And so this week’s moment of happiness despite the news.
Over the weekend, Michael and I decided to be brave and venture out to a movie. We hadn’t been inside a movie theater for over a year. When someone asked me what the first thing would be that I’d do after my second vaccination, I immediately said, “Go to the movies.”
The streaming movie channels are fine. But there’s just something about going into a theater.
I think the first movie I ever saw was 101 Dalmatians. I remember going to a theater in Cloquet, Minnesota. The fold-down seat wouldn’t stay down very well for me, because I was so small, and that screen! That screen was just so big! I honestly don’t remember anything about popcorn or soda…just looking up at those big, big dogs, Pongo and Perdita, and their babies and all of those spots.

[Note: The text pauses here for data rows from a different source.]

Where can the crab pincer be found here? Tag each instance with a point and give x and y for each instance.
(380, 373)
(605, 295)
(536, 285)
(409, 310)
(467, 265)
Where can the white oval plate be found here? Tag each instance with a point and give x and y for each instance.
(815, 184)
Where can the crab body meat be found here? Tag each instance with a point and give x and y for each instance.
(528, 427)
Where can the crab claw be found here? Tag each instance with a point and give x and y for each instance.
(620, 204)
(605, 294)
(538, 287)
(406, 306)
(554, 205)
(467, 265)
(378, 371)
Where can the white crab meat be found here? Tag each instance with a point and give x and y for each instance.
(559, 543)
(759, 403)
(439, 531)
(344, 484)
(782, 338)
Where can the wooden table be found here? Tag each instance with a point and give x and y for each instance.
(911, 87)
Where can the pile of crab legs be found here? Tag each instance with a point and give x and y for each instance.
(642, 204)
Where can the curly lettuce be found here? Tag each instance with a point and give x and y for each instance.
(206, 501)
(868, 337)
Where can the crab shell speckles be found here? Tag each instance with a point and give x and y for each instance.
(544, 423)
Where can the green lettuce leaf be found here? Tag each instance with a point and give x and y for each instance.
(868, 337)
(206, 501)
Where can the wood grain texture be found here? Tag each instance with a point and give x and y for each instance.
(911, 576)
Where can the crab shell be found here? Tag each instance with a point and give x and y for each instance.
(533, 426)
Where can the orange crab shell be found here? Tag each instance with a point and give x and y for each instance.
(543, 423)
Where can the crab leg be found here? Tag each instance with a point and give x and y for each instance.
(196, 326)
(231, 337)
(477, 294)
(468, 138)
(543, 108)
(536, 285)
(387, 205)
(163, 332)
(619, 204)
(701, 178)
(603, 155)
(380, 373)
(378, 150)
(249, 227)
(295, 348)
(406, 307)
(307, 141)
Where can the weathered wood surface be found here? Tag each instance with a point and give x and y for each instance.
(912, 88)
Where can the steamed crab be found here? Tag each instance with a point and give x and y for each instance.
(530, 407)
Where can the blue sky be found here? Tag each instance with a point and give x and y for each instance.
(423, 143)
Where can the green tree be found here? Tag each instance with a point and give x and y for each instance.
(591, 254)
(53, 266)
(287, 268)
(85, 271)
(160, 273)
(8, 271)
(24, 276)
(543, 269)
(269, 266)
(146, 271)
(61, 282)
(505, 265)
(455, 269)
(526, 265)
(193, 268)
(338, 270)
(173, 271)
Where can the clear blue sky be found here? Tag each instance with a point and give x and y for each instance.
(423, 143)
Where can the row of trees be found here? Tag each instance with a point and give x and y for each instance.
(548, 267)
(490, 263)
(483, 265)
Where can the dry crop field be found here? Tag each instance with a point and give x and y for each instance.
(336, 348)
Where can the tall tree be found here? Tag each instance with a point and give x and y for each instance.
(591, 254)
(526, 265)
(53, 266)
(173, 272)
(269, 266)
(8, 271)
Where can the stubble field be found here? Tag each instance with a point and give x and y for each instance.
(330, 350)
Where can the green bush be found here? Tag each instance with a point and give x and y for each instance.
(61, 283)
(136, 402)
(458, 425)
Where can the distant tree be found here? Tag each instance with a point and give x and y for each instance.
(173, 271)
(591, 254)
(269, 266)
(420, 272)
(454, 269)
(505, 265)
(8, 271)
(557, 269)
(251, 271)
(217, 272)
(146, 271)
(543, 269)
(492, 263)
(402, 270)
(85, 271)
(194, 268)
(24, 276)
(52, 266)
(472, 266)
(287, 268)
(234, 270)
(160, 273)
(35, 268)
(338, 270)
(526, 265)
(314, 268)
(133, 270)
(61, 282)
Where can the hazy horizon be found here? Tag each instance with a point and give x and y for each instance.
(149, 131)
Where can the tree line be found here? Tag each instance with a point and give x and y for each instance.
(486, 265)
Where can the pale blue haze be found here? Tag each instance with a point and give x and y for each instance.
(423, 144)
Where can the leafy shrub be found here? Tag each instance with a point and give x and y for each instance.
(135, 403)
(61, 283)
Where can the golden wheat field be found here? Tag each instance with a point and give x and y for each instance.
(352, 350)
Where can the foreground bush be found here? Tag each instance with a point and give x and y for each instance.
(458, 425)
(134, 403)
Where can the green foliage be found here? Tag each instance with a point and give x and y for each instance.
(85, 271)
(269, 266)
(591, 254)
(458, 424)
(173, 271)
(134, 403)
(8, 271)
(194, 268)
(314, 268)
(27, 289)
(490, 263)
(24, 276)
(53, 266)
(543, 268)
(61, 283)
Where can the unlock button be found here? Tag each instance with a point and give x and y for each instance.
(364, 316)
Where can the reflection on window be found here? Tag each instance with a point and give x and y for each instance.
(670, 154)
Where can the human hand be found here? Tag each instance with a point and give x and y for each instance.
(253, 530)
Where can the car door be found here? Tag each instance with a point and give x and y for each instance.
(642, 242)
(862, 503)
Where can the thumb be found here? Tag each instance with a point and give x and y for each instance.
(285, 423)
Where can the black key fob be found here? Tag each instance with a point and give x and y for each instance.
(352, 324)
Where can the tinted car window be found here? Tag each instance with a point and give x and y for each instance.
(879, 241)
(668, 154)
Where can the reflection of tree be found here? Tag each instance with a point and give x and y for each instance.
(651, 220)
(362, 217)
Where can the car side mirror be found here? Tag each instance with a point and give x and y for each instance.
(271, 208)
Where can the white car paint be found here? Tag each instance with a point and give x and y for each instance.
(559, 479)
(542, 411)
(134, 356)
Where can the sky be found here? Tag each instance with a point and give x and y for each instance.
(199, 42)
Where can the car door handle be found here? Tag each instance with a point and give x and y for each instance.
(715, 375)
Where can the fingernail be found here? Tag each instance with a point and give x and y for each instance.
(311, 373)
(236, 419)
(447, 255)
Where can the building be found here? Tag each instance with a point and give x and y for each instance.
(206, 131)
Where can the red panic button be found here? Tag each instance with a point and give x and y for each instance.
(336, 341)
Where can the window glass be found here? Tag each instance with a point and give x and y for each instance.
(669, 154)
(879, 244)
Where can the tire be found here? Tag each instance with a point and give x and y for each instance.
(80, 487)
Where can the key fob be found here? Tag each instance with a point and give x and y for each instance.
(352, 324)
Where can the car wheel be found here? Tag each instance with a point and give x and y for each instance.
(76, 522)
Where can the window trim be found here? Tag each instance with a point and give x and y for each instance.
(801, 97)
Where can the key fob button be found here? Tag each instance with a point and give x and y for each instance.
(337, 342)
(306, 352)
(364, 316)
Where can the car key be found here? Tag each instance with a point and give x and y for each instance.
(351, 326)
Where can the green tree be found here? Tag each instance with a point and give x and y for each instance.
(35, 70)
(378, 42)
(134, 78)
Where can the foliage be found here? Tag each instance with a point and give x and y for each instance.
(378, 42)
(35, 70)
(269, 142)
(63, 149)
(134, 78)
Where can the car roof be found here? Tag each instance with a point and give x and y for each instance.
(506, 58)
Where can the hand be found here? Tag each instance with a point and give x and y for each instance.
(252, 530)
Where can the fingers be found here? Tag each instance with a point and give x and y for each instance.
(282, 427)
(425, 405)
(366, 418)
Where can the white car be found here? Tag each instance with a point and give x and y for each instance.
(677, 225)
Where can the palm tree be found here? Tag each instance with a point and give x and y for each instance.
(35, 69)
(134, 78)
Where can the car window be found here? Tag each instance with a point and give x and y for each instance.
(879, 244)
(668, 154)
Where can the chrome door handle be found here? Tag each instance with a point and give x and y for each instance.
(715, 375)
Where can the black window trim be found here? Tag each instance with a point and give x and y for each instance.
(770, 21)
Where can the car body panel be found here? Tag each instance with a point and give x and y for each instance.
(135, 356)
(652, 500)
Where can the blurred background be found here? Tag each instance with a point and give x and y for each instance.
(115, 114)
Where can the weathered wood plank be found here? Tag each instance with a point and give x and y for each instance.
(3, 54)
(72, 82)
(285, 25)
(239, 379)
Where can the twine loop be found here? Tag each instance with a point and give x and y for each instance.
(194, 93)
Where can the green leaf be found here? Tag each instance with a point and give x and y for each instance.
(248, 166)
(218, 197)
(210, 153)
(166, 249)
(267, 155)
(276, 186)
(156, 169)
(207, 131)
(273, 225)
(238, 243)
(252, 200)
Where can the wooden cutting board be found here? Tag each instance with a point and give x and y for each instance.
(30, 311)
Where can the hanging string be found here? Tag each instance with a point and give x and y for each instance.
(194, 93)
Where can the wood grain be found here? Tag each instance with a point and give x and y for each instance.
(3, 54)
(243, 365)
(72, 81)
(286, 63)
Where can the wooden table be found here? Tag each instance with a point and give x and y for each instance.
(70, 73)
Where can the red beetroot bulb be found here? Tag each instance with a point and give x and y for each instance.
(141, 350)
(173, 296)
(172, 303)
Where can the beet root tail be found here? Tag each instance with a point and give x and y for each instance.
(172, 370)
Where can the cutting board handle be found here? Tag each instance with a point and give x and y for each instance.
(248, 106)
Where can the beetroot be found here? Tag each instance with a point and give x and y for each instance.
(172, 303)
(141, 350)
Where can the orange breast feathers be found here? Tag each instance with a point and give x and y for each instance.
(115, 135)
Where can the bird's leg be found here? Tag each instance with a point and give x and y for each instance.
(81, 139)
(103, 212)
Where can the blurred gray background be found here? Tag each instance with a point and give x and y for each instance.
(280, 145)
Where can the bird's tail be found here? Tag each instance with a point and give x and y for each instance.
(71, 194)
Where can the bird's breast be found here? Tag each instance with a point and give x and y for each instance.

Looking at research on that movie now, I’m not quite sure why I would have seen it. 101 Dalmatians originally came out in 1961, when I was a year old and living in St. Louis. But I know this was in a theater in Cloquet, right next door to Esko, Minnesota, where I moved when I was six, and that I was still little. So maybe the movie was going through as a revival. I do know that several years ago, when I traveled up to that area of Minnesota, I saw that theater, now an antique mall and coffee shop, and I immediately felt the seat under me as it tried to fold me into it, and those big, big spotted dogs. I remember being chided for being a baby as tears ran down my cheeks as the little puppy Lucky was born, and nearly died.
From that point on, it was all about the movies for me. The amazing, amazing movies.
My favorite movie, if I had to choose one, would be Mr. Holland’s Opus. Though there are so many others as well. The experience of seeing them on the big screen was always breathtaking. Even bad movies are better on the big screen. When the movie Cats came out in very late 2019, it was almost universally panned (I didn’t agree). But in the theater, I sat between Olivia and Michael, and when Jennifer Hudson completely filled that space with her voice and her emotion when she sang Memory, I sobbed out loud. Would it have been as impressive on my television at home? Not a chance. But there? Every bit of me was affected.
And so, during COVID, I really missed the movie theater.
When I looked at what was showing last weekend, my heart fell. There was nothing I wanted to see! How could there be nothing I wanted to see after more than a year of being unable to see? And then, by chance, I looked at a movie theater we don’t go to often, because of the distance. It had a movie with only one showing on Saturday. French Exit. I read the description to myself, and then to Michael, and then we set our sights on it.
Driving to the theater, it was clear things weren’t the same. Businesses that used to be landmarks were no longer there. Restaurants were gone. When we used to go to this theater, pre-COVID, we often went to dinner at Applebees, which was located at the far end of the parking lot. But Applebees was shuttered and dark.
Inside the theater, when we bought the tickets, we had to choose our seats, so that social distancing would be maintained. We wore our masks for the ticket purchase and the purchase of popcorn and soda. The aromas in the theater remained the same. The young man who sold us the popcorn asked what we were going to see, and when we told him, we got into an engaging conversation of how he’d seen Michelle Pfeiffer as Cat Woman, and now here she was, playing a widow in her sixties.
In the theater itself, we found our seats, roped off with a paper barrier that promised us our seats were sanitized and safe. It was a little like ripping off the paper barrier on hotel toilets. I glanced around before we sat. People were seated with great gaps between them, and those that weren’t munching on popcorn wore masks. My own mask came off while I munched on the popcorn that only tastes like this in the theaters. Yum. And then the mask went back on.
I wondered if the whole experience would feel odd. I wondered if nothing was the same.
And then the movie started.
When you laugh with others in a movie theater, you can’t tell that you’re laughing through masks. You can’t tell that you’re sitting in seats that have been sanitized for your safety. You can’t even tell that everyone is distant from you, because the sound is so clear. So you laugh, and you gasp, and you sigh, and you do all that with other people who are doing the same thing. At one point, a character in the movie jumped up from her chair and walloped her head on a standing lamp. I involuntarily exclaimed, “Ow!” and all around me, I heard other people who had the same reaction, and then we all laughed.
We all laughed. The magic was still there.
The magic of great big spotted dogs on an impossibly large screen. A little puppy not breathing, but then breathing again, right before my eyes. A woman walloping her head on a lamp and all of us feeling it, even though it didn’t happen to us.
Still there. Even behind masks, we could see smiles as we walked out.
This weekend, I am taking my granddaughter to the movies. She will wear her little mask and I will wear mine. And we’ll laugh just like we did before COVID. Just like we always will.
And yes, that helps. Despite. Anyway.